实际上你可以chmod在awk内做。但是您应该确保执行 awk 行的用户有权更改这些文件。
stat -c '%a %n' *|awk '>755{system("chmod 755 ")}'
again, assume the filename has no spaces.
再次假设文件名没有空格。
回答by Carl Norum
I'd use awk(1):
我会用awk(1):
stat -c '%a %n' * | awk ' > 755'
The awkpattern matches lines where the first field is greater then 755. You could add an action if you want to print a subset of a line or something different, too (See @Kent's answer).

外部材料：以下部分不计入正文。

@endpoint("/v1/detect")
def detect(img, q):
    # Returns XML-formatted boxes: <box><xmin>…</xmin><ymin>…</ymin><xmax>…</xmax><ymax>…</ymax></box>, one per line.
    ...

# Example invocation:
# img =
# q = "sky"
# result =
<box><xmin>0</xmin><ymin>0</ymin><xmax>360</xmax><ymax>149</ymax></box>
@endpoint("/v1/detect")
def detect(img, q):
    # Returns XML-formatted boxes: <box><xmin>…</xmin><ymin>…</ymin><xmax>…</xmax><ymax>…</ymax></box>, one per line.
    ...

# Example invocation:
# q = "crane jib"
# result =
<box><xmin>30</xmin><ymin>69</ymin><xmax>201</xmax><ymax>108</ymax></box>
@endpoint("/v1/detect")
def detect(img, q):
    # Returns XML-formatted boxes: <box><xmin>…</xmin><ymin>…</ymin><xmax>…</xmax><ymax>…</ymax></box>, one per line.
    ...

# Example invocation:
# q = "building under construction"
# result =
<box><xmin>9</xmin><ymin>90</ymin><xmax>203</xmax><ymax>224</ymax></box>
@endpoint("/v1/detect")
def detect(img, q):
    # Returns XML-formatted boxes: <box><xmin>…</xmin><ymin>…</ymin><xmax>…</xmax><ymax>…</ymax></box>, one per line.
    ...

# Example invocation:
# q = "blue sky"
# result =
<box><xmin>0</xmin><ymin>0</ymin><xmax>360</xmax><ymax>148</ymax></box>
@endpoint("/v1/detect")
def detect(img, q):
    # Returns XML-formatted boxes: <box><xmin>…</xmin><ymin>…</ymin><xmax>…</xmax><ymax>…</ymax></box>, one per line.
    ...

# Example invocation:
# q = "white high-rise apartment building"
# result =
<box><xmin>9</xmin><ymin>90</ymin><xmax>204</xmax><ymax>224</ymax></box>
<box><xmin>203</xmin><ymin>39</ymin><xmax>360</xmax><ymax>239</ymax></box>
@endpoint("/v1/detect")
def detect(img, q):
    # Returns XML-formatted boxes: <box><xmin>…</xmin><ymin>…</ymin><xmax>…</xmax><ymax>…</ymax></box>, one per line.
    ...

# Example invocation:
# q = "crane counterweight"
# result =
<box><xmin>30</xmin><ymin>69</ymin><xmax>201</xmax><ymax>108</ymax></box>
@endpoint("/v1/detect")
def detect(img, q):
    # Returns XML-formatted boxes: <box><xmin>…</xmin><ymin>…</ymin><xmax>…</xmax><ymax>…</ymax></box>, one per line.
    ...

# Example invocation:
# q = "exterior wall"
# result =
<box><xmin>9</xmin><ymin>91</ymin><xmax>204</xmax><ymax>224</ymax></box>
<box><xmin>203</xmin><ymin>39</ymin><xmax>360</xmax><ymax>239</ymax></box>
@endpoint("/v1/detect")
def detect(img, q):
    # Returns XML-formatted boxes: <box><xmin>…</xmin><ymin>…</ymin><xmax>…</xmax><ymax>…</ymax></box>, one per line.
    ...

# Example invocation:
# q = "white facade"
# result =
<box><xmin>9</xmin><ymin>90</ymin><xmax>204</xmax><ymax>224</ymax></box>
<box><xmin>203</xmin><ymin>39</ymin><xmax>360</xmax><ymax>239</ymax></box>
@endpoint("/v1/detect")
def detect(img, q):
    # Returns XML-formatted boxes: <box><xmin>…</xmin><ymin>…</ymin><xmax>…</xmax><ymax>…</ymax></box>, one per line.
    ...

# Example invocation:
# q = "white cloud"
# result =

该awk模式匹配第一个字段大于 755 的行。如果您想打印一行的子集或其他内容,也可以添加一个操作(请参阅@Kent 的回答)。
回答by Lev Levitsky
Neither grepnor sedare good at arithmetics. awkcould help (unfortunately I don't know it). But note that findcan be handy here, too:
既不grep也不sed擅长算术。awk可以提供帮助(不幸的是我不知道)。但请注意,这find在这里也很方便:
-perm mode
File's permission bits are exactly mode (octal or symbolic).
Since an exact match is required, if you want to use this form
for symbolic modes, you may have to specify a rather complex
mode string. For example -perm g=w will only match files which
have mode 0020 (that is, ones for which group write permission
is the only permission set). It is more likely that you will
want to use the `/' or `-' forms, for example -perm -g=w, which
matches any file with group write permission. See the EXAMPLES
section for some illustrative examples.
-perm -mode
All of the permission bits mode are set for the file. Symbolic
modes are accepted in this form, and this is usually the way in
which would want to use them. You must specify `u', `g' or `o'
if you use a symbolic mode. See the EXAMPLES section for some
illustrative examples.
-perm /mode
Any of the permission bits mode are set for the file. Symbolic
modes are accepted in this form. You must specify `u', `g' or
`o' if you use a symbolic mode. See the EXAMPLES section for
some illustrative examples. If no permission bits in mode are
set, this test matches any file (the idea here is to be consis‐
tent with the behaviour of -perm -000).
So what could work for you is:
那么对你有用的是:
find . -perm -755 -printf '%m %p\n'
Just remove the -printfpart if you only need filenames.
-printf如果您只需要文件名,只需删除该部分。